Snowplow 71 Stork-Billed Kingfisher released

02 October 2015  •  Fred Blundun

We are pleased to announce the release of Snowplow version 71 Stork-Billed Kingfisher. This release significantly overhauls Snowplow’s handling of time and introduces event fingerprinting to support deduplication efforts. It also brings our validation of unstructured events and custom context JSONs “upstream” from our Hadoop Shred process into our Hadoop Enrich process.

The rest of this post will cover the following topics:

  1. Better handling of event time
  2. JSON validation in Scala Common Enrich
  3. New unstructured event fields in enriched events
  4. New event fingerprint enrichment
  5. More performant handling of missing schemas
  6. New CloudFront access log fields
  7. Other changes
  8. Using SSL in the StorageLoader
  9. New approach to atomic.events upgrades
  10. Upgrading
  11. Getting help

stork-billed-kingfisher

1. Better handling of event time

This release implements our new approach to determining when events occurred, as introduced in the recent blog post Improving Snowplow’s understanding of time.

Specifically, this release:

  • Renames dvce_tstamp to dvce_created_tstamp to remove ambiguity
  • Adds the derived_tstamp field to our Canonical Event Model
  • Adds the true_tstamp field, in readiness for our trackers adding support for this
  • Implements the algorithm set out in that blog post to calculate the most accurate derived_tstamp available

2. JSON validation in Scala Common Enrich

Previously, validation of unstructured events and custom context self-describing JSONs was only performed in our Hadoop Shred process, in preparation for loading Redshift. With self-describing JSONs growing more and more central to event modeling within Snowplow, it became increasingly important to bring this validation “upstream” into Scala Common Enrich.

Thanks to Dani Sola, the Scala Hadoop Shred validation code for unstructured event and custom context JSONs is now also executed from within Scala Common Enrich.

This means that Scala Hadoop Enrich now validates unstructured event and custom context JSONs; in the next Kinesis pipeline release, Scala Kinesis Enrich will validate these JSONs too.

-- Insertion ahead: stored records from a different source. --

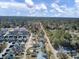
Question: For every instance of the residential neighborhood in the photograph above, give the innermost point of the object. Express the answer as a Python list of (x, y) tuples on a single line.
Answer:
[(39, 39)]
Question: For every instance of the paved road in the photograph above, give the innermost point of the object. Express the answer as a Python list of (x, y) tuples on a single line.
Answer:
[(49, 44), (27, 46)]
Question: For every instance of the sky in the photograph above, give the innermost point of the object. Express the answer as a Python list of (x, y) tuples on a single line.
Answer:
[(40, 8)]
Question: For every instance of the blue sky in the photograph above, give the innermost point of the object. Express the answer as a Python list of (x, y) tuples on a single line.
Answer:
[(44, 8)]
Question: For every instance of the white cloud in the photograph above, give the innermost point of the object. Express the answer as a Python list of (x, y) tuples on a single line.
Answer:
[(12, 5), (56, 7), (29, 2), (77, 3), (41, 6)]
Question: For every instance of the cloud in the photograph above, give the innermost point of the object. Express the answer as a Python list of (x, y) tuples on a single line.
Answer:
[(29, 2), (12, 5), (41, 6), (77, 3), (56, 7)]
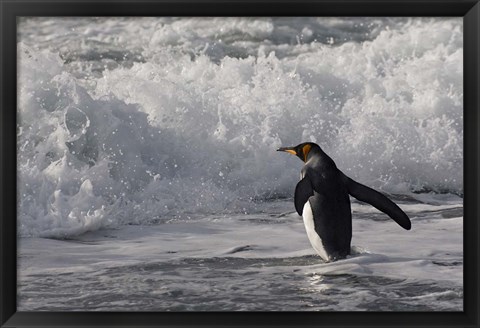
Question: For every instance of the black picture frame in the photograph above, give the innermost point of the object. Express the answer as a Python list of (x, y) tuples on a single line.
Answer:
[(10, 10)]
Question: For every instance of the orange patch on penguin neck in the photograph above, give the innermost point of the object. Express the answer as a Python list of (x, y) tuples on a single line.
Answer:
[(306, 150)]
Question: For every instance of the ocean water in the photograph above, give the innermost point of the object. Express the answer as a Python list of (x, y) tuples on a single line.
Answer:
[(148, 178)]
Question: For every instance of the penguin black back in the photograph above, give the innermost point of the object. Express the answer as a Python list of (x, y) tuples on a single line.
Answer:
[(322, 199)]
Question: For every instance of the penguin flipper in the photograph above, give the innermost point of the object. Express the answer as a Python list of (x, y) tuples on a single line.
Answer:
[(379, 201), (303, 191)]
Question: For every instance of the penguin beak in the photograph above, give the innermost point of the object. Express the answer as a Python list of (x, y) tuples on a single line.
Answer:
[(290, 150)]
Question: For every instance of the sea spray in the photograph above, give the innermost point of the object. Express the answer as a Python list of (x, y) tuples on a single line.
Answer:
[(136, 121)]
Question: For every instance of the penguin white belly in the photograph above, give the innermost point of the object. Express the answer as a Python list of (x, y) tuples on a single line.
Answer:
[(314, 238)]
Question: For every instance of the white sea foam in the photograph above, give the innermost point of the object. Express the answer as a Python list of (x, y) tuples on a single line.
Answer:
[(134, 120)]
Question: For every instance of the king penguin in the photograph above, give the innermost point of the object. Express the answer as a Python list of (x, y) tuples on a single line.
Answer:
[(322, 199)]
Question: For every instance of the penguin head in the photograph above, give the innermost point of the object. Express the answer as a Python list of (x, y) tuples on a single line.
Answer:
[(302, 150)]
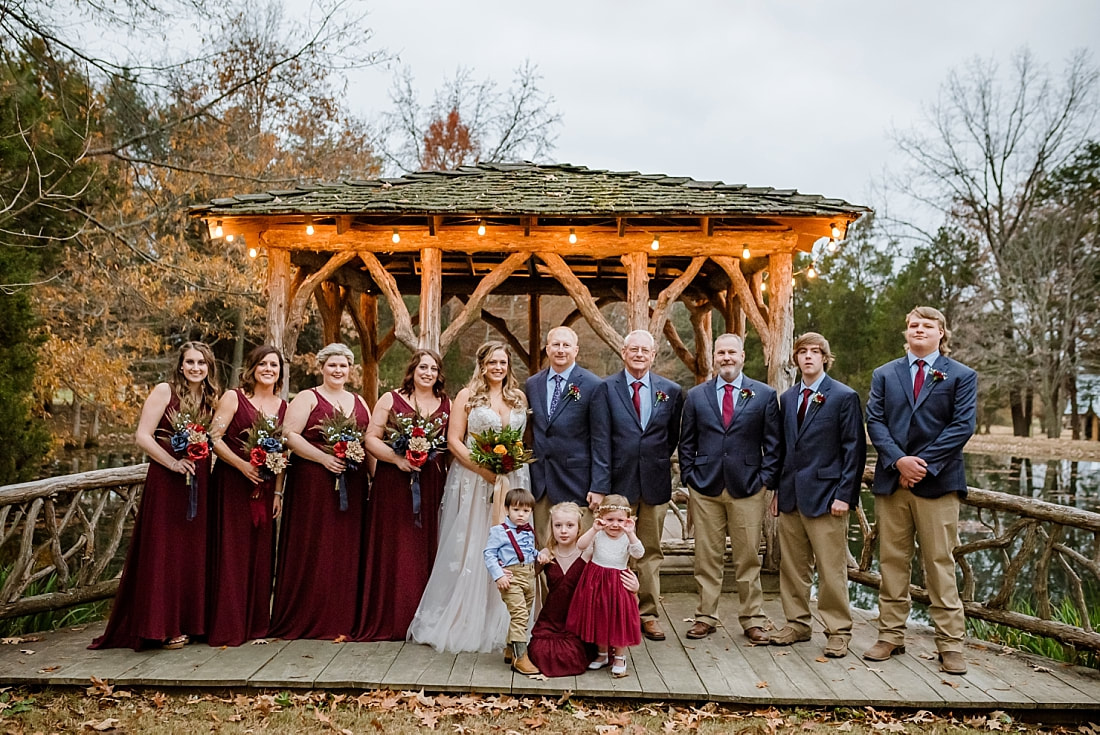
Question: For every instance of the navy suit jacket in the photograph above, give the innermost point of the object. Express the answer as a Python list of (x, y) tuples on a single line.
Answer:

Please note: if the unstructured event or any of the custom contexts fail validation against their respective JSON Schemas in Iglu, then the event will be failed and written to the bad bucket.

3. New unstructured event fields in enriched events

Now that we are validating unstructured events in Scala Common Enrich (rather than simply passing them through), we can extract some key information about the unstructured event for storage in our Canonical event model.

Therefore, Dani has added event_vendor, event_name, event_format, and event_version fields to our enriched event model. This makes it a lot easier to analyze the distribution of your event types just by looking at atomic.events. Many thanks Dani!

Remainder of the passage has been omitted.